SLIM: Style-Linguistics Mismatch Model for Generalized Audio Deepfake Detection
Yi Zhu, Surya Koppisetti, Trang Tran, Gaurav Bharaj
TL;DR
SLIM tackles generalization and explainability gaps in audio deepfake detection by explicitly modelling the style–linguistics mismatch. It uses a two-stage learning framework: Stage 1 performs one-class self-supervised contrastive training on real speech to learn style and linguistics dependencies and generates dependency features, while Stage 2 fuses these features with reduced SSL embeddings to train a binary real/fake classifier.
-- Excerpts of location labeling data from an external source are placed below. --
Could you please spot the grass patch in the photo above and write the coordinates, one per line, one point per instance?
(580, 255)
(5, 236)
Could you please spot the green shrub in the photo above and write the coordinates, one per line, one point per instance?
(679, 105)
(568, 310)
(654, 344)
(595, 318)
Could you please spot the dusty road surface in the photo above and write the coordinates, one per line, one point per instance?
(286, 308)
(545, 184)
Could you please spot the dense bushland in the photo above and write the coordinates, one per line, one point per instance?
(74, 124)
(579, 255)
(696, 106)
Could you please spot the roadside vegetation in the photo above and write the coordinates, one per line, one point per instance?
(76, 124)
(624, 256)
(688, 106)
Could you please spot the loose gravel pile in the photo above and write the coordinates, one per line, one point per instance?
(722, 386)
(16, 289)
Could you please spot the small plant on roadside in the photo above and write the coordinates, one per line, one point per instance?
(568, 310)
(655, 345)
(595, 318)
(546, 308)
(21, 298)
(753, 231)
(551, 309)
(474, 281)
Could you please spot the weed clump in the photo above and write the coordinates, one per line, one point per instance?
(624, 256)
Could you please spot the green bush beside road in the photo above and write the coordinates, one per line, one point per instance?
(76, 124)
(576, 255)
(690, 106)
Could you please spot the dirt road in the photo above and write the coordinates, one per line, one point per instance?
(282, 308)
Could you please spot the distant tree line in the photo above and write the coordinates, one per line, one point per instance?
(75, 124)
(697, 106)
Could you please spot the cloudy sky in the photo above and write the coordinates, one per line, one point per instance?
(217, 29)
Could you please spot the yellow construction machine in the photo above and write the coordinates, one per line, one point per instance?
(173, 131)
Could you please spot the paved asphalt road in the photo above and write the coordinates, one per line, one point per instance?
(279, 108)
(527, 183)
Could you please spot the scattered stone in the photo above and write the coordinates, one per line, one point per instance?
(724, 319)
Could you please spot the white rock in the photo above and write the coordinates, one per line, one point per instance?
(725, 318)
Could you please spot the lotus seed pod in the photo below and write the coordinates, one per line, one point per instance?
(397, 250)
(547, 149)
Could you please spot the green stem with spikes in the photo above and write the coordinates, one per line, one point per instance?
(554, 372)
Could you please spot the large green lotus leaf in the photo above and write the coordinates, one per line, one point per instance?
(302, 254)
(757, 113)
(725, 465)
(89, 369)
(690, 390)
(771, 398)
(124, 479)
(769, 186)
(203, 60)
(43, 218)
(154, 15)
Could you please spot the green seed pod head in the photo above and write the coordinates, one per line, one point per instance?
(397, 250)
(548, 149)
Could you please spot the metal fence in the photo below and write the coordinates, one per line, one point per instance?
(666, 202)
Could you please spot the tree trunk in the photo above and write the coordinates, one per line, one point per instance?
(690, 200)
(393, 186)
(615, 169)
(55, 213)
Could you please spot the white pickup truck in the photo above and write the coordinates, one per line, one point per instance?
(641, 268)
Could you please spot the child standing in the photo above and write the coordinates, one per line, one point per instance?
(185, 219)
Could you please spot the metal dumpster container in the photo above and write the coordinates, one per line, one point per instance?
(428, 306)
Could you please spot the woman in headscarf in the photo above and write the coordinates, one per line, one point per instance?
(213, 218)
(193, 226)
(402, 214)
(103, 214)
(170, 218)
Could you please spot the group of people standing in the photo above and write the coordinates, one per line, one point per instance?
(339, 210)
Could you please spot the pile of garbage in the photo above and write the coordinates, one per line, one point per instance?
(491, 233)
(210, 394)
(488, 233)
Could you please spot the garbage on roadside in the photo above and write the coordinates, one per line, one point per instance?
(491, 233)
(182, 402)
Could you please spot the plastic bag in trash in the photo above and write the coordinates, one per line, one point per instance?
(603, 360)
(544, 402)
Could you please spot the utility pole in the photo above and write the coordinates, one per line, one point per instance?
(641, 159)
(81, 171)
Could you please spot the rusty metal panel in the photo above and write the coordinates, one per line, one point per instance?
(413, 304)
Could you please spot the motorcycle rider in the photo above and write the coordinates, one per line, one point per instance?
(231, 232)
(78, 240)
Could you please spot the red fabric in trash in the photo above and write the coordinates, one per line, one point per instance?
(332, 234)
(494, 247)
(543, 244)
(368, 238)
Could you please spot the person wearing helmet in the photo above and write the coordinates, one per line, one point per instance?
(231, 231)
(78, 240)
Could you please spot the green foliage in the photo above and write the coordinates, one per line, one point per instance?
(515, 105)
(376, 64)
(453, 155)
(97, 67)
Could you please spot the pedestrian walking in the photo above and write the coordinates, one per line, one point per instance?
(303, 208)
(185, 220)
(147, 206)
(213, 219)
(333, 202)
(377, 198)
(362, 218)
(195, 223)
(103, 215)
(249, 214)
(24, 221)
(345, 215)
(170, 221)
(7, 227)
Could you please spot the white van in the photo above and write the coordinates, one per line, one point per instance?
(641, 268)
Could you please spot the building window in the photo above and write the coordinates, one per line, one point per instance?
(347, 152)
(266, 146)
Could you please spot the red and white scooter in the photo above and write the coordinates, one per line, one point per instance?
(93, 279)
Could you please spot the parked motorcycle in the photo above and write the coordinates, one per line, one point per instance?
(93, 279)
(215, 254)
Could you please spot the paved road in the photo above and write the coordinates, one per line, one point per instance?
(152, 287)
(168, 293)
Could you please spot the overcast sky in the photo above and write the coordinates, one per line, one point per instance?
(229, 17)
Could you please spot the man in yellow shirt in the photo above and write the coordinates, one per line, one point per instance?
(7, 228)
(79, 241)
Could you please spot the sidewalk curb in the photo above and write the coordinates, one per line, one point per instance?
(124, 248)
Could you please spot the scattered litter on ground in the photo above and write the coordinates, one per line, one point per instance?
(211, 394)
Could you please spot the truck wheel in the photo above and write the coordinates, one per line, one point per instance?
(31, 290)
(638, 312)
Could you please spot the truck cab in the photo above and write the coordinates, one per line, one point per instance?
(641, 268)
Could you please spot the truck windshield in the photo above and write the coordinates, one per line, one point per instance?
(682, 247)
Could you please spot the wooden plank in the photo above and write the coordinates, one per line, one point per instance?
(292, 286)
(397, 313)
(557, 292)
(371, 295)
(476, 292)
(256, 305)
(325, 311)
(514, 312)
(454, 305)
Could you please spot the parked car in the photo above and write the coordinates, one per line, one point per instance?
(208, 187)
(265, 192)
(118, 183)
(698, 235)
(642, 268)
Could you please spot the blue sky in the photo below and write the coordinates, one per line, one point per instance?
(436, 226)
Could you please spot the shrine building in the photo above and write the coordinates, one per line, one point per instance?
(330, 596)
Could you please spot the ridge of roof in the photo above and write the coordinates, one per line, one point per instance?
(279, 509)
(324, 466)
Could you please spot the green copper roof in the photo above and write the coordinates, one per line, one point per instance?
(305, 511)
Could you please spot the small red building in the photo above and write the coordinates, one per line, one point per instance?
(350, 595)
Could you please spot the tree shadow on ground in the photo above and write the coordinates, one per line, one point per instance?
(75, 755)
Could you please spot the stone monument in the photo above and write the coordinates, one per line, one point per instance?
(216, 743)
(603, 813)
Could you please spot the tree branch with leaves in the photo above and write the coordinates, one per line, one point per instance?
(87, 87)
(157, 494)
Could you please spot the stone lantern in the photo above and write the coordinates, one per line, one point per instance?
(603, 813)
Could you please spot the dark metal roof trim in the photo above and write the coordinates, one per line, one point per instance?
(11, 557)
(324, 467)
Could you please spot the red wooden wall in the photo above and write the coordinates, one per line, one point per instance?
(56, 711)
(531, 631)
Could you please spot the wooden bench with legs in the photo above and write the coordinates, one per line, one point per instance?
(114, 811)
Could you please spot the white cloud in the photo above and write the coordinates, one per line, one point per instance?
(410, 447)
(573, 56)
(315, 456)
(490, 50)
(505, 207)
The approach yields strong out-of-domain performance on In-the-wild and MLAAD-EN while remaining competitive in-domain, and provides interpretable indicators of mismatch that help explain model decisions. Importantly, SLIM achieves this without extra labeled data or end-to-end fine-tuning, offering practical benefits for deployment and trust in ADD systems.
Abstract
Audio deepfake detection (ADD) is crucial to combat the misuse of speech synthesized from generative AI models. Existing ADD models suffer from generalization issues, with a large performance discrepancy between in-domain and out-of-domain data. Moreover, the black-box nature of existing models limits their use in real-world scenarios, where explanations are required for model decisions. To alleviate these issues, we introduce a new ADD model that explicitly uses the StyleLInguistics Mismatch (SLIM) in fake speech to separate them from real speech. SLIM first employs self-supervised pretraining on only real samples to learn the style-linguistics dependency in the real class. The learned features are then used in complement with standard pretrained acoustic features (e.g., Wav2vec) to learn a classifier on the real and fake classes. When the feature encoders are frozen, SLIM outperforms benchmark methods on out-of-domain datasets while achieving competitive results on in-domain data. The features learned by SLIM allow us to quantify the (mis)match between style and linguistic content in a sample, hence facilitating an explanation of the model decision.